Re: [PATCH] mm: migrate: Fix THP's mapcount on isolation

All of lore.kernel.org
 help / color / mirror / Atom feed

From: Alistair Popple <apopple@nvidia.com>
To: David Hildenbrand <david@redhat.com>
Cc: Matthew Wilcox <willy@infradead.org>,
	Hugh Dickins <hughd@google.com>, Gavin Shan <gshan@redhat.com>,
	linux-mm@kvack.org, linux-kernel@vger.kernel.org,
	akpm@linux-foundation.org, william.kucharski@oracle.com,
	ziy@nvidia.com, kirill.shutemov@linux.intel.com,
	zhenyzha@redhat.com, shan.gavin@gmail.com, riel@surriel.com
Subject: Re: [PATCH] mm: migrate: Fix THP's mapcount on isolation
Date: Fri, 25 Nov 2022 11:58:46 +1100	[thread overview]
Message-ID: <87o7svreq0.fsf@nvidia.com> (raw)
In-Reply-To: <51ffd399-7fa3-b2f2-b6e5-61a8b609e350@redhat.com>


David Hildenbrand <david@redhat.com> writes:

> On 24.11.22 04:33, Matthew Wilcox wrote:
>> On Thu, Nov 24, 2022 at 12:06:56PM +1100, Alistair Popple wrote:
>>>
>>> David Hildenbrand <david@redhat.com> writes:
>>>
>>>> On 23.11.22 06:14, Hugh Dickins wrote:
>>>>> On Wed, 23 Nov 2022, Gavin Shan wrote:
>>>>>
>>>>>> The issue is reported when removing memory through virtio_mem device.
>>>>>> The transparent huge page, experienced copy-on-write fault, is wrongly
>>>>>> regarded as pinned.

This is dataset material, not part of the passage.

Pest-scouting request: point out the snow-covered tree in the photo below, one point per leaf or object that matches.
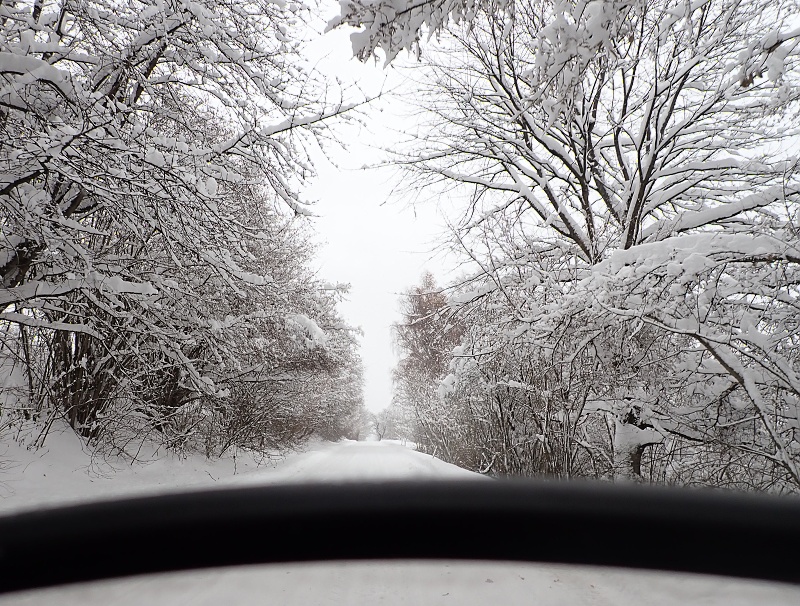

The transparent huge page is escaped from being
>>>>>> isolated in isolate_migratepages_block(). The transparent huge page
>>>>>> can't be migrated and the corresponding memory block can't be put
>>>>>> into offline state.
>>>>>>
>>>>>> Fix it by replacing page_mapcount() with total_mapcount(). With this,
>>>>>> the transparent huge page can be isolated and migrated, and the memory
>>>>>> block can be put into offline state.
>>>>>>
>>>>>> Fixes: 3917c80280c9 ("thp: change CoW semantics for anon-THP")
>>>>>> Cc: stable@vger.kernel.org   # v5.8+
>>>>>> Reported-by: Zhenyu Zhang <zhenyzha@redhat.com>
>>>>>> Suggested-by: David Hildenbrand <david@redhat.com>
>>>>>> Signed-off-by: Gavin Shan <gshan@redhat.com>
>>>>> Interesting, good catch, looked right to me: except for the Fixes
>>>>> line
>>>>> and mention of v5.8.  That CoW change may have added a case which easily
>>>>> demonstrates the problem, but it would have been the wrong test on a THP
>>>>> for long before then - but only in v5.7 were compound pages allowed
>>>>> through at all to reach that test, so I think it should be
>>>>> Fixes: 1da2f328fa64 ("mm,thp,compaction,cma: allow THP migration for
>>>>> CMA allocations")
>>>>> Cc: stable@vger.kernel.org   # v5.7+
>>>>> Oh, no, stop: this is not so easy, even in the latest tree.
>>>>> Because at the time of that "admittedly racy check", we have no hold
>>>>> at all on the page in question: and if it's PageLRU or PageCompound
>>>>> at one instant, it may be different the next instant.  Which leaves it
>>>>> vulnerable to whatever BUG_ON()s there may be in the total_mapcount()
>>>>> path - needs research.  *Perhaps* there are no more BUG_ON()s in the
>>>>> total_mapcount() path than in the existing page_mapcount() path.
>>>>> I suspect that for this to be safe (before your patch and more so
>>>>> after),
>>>>> it will be necessary to shift the "admittedly racy check" down after the
>>>>> get_page_unless_zero() (and check the sequence of operations when a
>>>>> compound page is initialized).
>>>>
>>>> Grabbing a reference first sounds like the right approach to me.
>>>
>>> I think you're right. Without a page reference I don't think it is even
>>> safe to look at struct page, at least not without synchronisation
>>> against memory hot unplug which could remove the struct page. From a
>>> quick glance I didn't see anything here that obviously did that though.
>> Memory hotplug is the offending party here.  It has to make sure
>> that
>> everything else is definitely quiescent before removing the struct pages.
>> Otherwise you can't even try_get a refcount.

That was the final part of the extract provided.